The risk this represents for players is huge, with injuries inevitable. The build-up of fixtures in such a short period disproportionately favours the wealthier clubs with deeper squads, further dividing an already unbalanced league. Although it would be incorrect to place England’s failings at major tournaments exclusively on the shoulders of an absence of a Winter Break, it’s certainly a factor. The effect of a couple of weeks of rest and recuperation in a friendlier climate breaking up a long season are keenly felt come June.
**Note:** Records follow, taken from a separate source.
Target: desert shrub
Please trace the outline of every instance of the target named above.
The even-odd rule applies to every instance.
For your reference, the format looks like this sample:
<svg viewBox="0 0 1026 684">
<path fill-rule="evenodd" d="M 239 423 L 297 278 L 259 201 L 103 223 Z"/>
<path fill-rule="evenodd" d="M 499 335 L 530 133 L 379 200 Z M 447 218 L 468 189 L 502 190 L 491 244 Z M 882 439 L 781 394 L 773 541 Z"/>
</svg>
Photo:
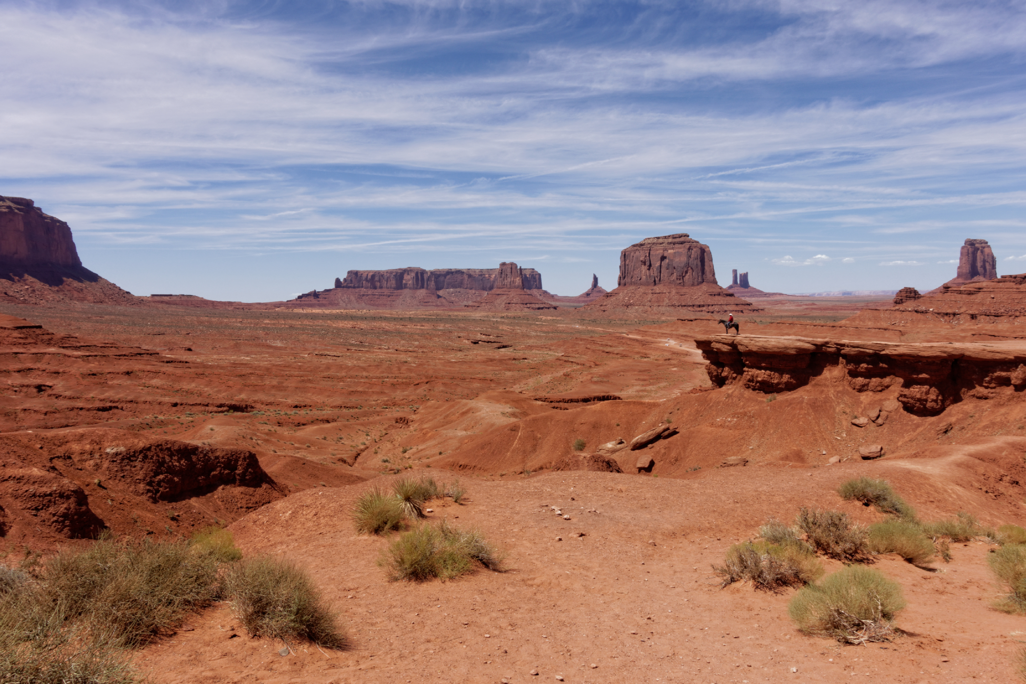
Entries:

Like in so many aspects of football, the arrogant English way with regards to winter football is met with amused bafflement on the continent, with its effects felt in European club football too. Between their last game against RB Leipzig on 21 December and their Champions League tie against Arsenal in February, Bayern Munich will play just four games. In the same period, the Gunners will face nine. At a clear disadvantage, this may go some way to explaining why so many English teams have found themselves falling at the first knockout round in recent years.

Maybe, just maybe, we could watch some sport other than football in late December

Boxing Day is great fun, but the rest of the regular travelling on dark, cold nights isn’t ideal for fans. Plus, there is plenty of room for a break in the week before and/or 10 days after Boxing Day. Premier League clubs may indeed use such a break to cash in with a glamorous friendly, but the intensity required would be far less than the current situation. So, it’s time that England caught up with the rest of Europe, and maybe, just maybe, we could watch some sport other than football in late December.
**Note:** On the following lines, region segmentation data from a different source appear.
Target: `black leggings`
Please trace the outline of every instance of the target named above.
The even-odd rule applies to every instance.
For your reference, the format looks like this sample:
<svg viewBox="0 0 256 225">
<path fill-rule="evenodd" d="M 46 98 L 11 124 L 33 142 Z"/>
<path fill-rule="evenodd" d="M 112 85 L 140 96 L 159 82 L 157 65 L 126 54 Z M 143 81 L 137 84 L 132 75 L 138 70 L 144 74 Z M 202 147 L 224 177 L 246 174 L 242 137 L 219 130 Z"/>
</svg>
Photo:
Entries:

Alfie Watson-Brown says NO

Wednesday 14 December 2016: the traditional, albeit clichéd ‘cold, wet night in Stoke’ ends with the whistle blowing on a painstakingly dull 0-0. The Southampton fans begin their arduous trip back down south with nothing to motivate them but the promise of getting to watch Virgil van Dijk in Saints colours for a little longer, before he ultimately does what any good Southampton player does and moves on to bigger things.

During the Christmas/New Year period fans are bombarded with the best gift of all: Premier League a plenty

Now, while this borderline torture may be a poor example, football is primarily a source of entertainment and although it doesn’t always appear so, the game is about the fans. Without football, millions of people would be stuck for entertainment, being forced to watch daytime reality television, or even cricket. Thankfully, this crickety dystopia doesn’t have to be realised and football is on show for the majority of the year. However, it’s during the Christmas/New Year period that fans are bombarded with the best gift of all: Premier League a plenty.

The so-called best league in the world reigns, completely uninterrupted by Messi and co. As squad depth is pushed to its limits, professional athletes like Eden Hazard and Gareth McAuley get to prove why they earn what they earn. In recent years this wonderful occasion has come under attack as one of the key reasons for England’s ‘Groundhog Day’ style performances at major tournaments, leading many to argue that the Premier League should follow its competitors in taking a winter break. While top pundits like Garth Crooks and Michael Owen toss around phrases like “burnout” and “that would’ve been a goal had it gone inside the post”, fans shudder at the thought that Wayne Rooney might not actually be to blame for this year’s failures, forgetting that six of France’s starting XI in the Euro 2016 final were Premier League regulars.

True Premier League fans mustn’t lose sight of what’s important

As English international football looks for a scapegoat to blame for lack of commitment, passion and occasionally talent, true Premier League fans mustn’t lose sight of what’s important: having something to watch that isn’t cricket.